Angel, the Georgetown professor, said that the surest way to stave off any such doubts is for Congress to find a way to set aside political fights long enough to ensure that the country continues to pay its bills. Otherwise, he said, investors will punish the United States – and ultimately taxpayers – if and when checks stop showing up.

Ezra Klein posts today Defaulting on the debt would return us to recession:

On Friday’s edition of the “Martin Bashir” show, Jay Powell, who’s conducted the most thorough study of the aftermath of a debt default, gave me a number I hadn’t heard before: $134 billion, or 10 percent of August’s GDP.

That’s the size of the economic hit we’ll take if the debt ceiling isn’t raised and the federal government has to slash spending by 44 percent for the month of August. If it continues through to September, well, that’s even worse.

Even without accounting for the knock-on effects of uncertainty in our political system and chaos as the Treasury Department tries to figure out how to cut federal spending in half, that’s more than enough to tip us back into a recession.

Jay Powell served as undersecretary of the Treasury in George H.W. Bush’s administration. His analysis for the Bipartisan Policy Center says that if the debt ceiling isn’t raised by Aug. 2, the Treasury Department is going to have to figure out which 30 million of those bills should go unpaid. What failure to raise the debt ceiling will look like:

The paper lays out a few scenarios for how that might go. In the “Protect Big Programs” scenario, Treasury pays bills related to interest on the debt, Medicare and Medicaid, Social Security, defense suppliers and unemployment insurance. That means it stops paying military salaries, gives up on the FBI and the Centers for Disease Control, cuts all funding for food stamps and education, shuts down air control, tells NASA to head home, freezes the paycheck of every federal employee, and much more. In another, the Treasury Department tries to protect the social safety net, but has to stop supplying the troops, sending out tax refunds, inspecting offshore oil rigs, etc. 

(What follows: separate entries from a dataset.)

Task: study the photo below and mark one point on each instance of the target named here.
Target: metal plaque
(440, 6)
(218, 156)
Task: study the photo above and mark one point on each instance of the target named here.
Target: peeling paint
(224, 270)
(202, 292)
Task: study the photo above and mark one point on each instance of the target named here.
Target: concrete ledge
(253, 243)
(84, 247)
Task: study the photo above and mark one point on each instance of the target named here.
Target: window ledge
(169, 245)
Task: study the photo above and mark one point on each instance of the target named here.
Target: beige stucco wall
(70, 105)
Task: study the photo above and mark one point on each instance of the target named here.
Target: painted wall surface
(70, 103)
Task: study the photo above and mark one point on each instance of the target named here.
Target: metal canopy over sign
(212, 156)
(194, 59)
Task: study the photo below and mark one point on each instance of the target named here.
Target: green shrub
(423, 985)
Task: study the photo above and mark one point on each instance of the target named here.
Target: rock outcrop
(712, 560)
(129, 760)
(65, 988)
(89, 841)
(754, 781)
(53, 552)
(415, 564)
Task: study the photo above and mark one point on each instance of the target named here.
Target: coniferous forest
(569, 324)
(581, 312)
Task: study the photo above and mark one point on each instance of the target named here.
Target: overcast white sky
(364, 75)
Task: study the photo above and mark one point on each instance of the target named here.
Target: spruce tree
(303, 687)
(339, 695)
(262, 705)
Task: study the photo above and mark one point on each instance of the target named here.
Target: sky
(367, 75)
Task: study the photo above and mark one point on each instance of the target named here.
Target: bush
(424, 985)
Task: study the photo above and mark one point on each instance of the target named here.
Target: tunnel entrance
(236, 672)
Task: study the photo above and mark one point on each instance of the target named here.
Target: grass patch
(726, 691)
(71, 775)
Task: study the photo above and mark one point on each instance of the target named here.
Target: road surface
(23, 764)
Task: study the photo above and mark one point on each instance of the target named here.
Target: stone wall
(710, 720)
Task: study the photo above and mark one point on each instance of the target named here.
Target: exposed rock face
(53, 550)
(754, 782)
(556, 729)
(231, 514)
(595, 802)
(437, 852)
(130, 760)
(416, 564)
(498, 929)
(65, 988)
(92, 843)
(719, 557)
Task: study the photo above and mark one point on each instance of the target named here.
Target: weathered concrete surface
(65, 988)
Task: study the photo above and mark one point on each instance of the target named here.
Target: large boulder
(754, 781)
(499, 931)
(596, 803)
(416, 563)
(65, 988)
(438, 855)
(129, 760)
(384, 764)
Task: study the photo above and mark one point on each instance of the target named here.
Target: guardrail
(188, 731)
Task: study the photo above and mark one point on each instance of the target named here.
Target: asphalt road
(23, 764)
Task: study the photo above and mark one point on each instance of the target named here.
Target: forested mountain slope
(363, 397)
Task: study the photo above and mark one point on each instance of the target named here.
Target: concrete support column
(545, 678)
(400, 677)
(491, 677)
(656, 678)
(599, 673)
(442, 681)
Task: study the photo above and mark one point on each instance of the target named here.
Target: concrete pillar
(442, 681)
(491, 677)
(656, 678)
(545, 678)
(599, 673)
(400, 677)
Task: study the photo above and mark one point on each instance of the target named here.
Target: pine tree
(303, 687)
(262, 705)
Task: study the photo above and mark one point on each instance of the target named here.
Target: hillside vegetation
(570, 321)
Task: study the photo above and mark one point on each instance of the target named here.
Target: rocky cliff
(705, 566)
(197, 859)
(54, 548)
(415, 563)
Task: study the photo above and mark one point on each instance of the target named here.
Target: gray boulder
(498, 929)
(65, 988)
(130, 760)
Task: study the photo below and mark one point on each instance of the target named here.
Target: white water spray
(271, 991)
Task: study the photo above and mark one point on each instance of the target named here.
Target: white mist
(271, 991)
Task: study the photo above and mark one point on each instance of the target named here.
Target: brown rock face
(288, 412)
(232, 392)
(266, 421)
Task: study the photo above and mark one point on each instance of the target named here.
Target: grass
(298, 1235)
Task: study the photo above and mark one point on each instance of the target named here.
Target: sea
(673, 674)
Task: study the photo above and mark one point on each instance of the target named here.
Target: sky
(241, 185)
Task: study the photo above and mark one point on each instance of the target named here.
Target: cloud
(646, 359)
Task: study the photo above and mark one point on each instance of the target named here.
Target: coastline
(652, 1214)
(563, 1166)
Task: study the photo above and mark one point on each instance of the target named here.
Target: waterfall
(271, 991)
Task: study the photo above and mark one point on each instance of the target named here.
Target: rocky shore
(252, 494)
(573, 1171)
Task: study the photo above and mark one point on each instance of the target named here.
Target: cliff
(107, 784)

This also leads to an extraordinary assertion of executive power. The executive branch carries out the laws enacted by Congress. Asking them to “prioritize” across different spending needs is asking them to selectively decide between different laws that Congress has passed. 

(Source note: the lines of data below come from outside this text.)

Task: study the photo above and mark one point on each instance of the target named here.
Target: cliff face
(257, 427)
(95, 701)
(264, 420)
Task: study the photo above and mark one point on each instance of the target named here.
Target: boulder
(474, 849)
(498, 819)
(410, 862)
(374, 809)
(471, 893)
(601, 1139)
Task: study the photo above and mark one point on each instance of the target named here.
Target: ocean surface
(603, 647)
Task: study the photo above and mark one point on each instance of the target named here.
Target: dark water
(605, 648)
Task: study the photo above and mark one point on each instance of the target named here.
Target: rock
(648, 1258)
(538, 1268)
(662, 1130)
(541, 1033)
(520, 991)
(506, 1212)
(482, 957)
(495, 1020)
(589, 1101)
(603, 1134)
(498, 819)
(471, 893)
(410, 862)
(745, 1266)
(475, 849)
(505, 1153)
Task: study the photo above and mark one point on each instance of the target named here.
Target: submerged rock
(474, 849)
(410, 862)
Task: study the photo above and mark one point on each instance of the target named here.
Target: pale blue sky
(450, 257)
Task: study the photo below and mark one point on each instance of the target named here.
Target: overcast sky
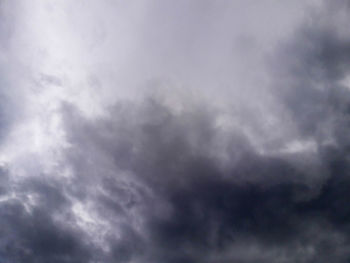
(174, 131)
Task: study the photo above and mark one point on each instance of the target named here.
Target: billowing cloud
(174, 131)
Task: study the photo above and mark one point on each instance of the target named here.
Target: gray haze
(174, 131)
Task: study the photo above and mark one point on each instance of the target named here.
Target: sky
(187, 131)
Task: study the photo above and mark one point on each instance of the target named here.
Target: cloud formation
(164, 131)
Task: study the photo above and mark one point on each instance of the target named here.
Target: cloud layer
(174, 131)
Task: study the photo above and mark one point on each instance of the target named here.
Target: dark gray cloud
(168, 179)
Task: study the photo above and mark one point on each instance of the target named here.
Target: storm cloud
(174, 131)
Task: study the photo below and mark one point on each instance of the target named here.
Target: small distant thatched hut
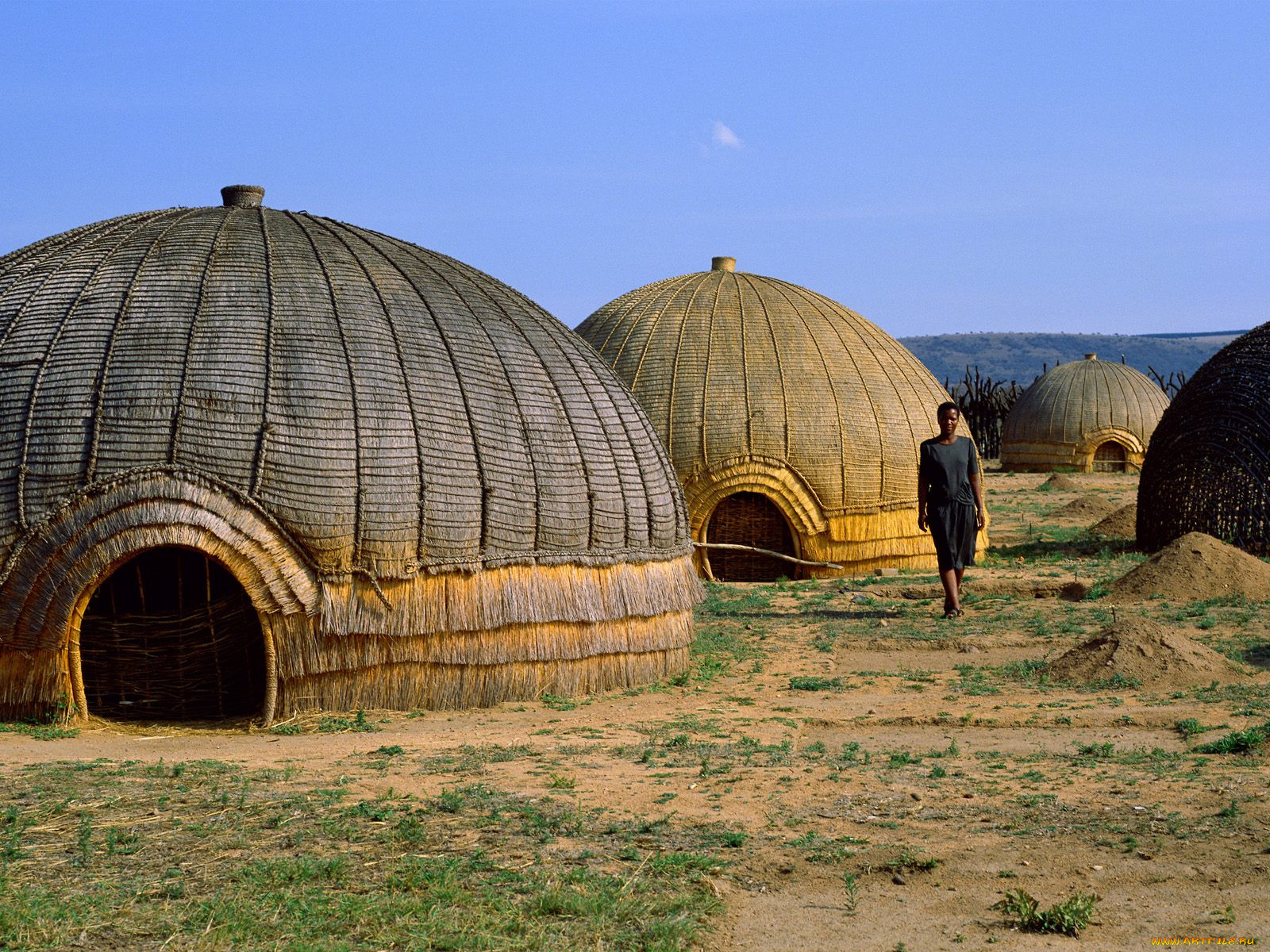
(1208, 469)
(1086, 416)
(258, 461)
(793, 422)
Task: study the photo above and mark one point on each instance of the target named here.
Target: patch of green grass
(558, 704)
(233, 858)
(343, 725)
(808, 682)
(911, 861)
(817, 848)
(1244, 742)
(725, 601)
(40, 730)
(1066, 918)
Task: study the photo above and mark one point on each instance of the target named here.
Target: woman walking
(950, 501)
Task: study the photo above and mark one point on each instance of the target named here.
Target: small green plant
(84, 842)
(1231, 812)
(808, 682)
(448, 801)
(343, 725)
(910, 861)
(1066, 918)
(1237, 742)
(562, 781)
(1099, 752)
(852, 890)
(558, 704)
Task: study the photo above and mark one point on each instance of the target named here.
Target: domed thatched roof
(406, 465)
(393, 408)
(1076, 408)
(1208, 469)
(753, 382)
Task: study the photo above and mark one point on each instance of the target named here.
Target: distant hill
(1024, 357)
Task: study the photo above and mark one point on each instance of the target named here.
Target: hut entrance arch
(171, 635)
(749, 520)
(1110, 457)
(54, 570)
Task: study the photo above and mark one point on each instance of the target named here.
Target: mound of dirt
(1085, 508)
(1123, 524)
(1060, 482)
(1191, 568)
(1147, 651)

Since the Treasury has never had to make these decisions before, no one quite knows how they’ll be made.

* * *

According to the BPC’s calculations, the federal government needs to roll over $500 billion of debt in August. If we’re in quasi-default, who will want to purchase that debt? What will they charge us when they do purchase that debt? A 10 percent premium would cost us $50 billion. A one percent premium would cost us $5 billion. And that’s only the direct cost. Because so many other kinds of debt benchmark against the rates the Treasury pays, you’ll see borrowing costs rising throughout the system. Mortgages, corporate borrowing, all of it. It won’t just be the federal government that pays. It’ll be the economy.

All lending agreements, whether between central banks of countries, or your mortgage or credit card agreement, have a "default" provision that automatically escalates the rate of interest to a default rate in the event of default. For many, this will affect your credit worthiness and make credit unavailable. The banks will "adjust" the interest on all credit agreements. Default will cost Americans hundreds of billions of dollars in additional interest and tax dollars to finance the interest on the federal debt over time.

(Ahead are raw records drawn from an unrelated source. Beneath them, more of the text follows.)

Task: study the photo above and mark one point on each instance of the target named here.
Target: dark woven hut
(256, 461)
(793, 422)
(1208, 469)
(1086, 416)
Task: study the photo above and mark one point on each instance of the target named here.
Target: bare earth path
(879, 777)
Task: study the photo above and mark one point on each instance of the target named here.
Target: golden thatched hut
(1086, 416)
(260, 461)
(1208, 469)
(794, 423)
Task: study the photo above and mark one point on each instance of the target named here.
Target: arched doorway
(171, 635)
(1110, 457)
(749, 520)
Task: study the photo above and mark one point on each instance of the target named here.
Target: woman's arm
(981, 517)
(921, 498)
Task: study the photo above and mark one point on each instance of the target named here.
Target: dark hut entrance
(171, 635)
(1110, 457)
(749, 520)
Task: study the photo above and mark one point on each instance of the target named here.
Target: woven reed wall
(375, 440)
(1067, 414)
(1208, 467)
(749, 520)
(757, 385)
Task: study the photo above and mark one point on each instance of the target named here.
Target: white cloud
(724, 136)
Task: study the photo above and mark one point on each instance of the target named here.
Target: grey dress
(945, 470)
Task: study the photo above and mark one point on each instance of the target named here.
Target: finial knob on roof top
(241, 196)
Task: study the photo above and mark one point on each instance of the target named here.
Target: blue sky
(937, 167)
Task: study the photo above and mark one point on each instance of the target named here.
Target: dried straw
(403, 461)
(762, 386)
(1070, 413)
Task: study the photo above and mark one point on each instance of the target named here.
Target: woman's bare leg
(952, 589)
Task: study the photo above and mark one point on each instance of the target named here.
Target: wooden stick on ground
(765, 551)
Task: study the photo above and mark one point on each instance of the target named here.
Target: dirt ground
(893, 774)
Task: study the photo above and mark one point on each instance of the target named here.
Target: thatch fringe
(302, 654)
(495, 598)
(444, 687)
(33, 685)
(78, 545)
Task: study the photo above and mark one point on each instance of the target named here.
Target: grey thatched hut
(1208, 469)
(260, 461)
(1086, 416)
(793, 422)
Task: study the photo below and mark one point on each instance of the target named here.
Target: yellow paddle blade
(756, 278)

So when you hear the darlings of the Tea Party like Sen. Jim DeMint (R-SC) and Rep. Michele Bachmann (R-MN) say they are going to vote against raising the federal debt ceiling because they "don't believe" anything bad is going to occur, just keep in mind that they are ignorant of history, ignorant of economic principles, ignorant of how the international monetary system works, and ignorant of how international markets work in the real world.

Why would any sane person listen to what an ignorant fool has to say when all the experts in the field who do this for a living say it will result in a debt crisis and another recession?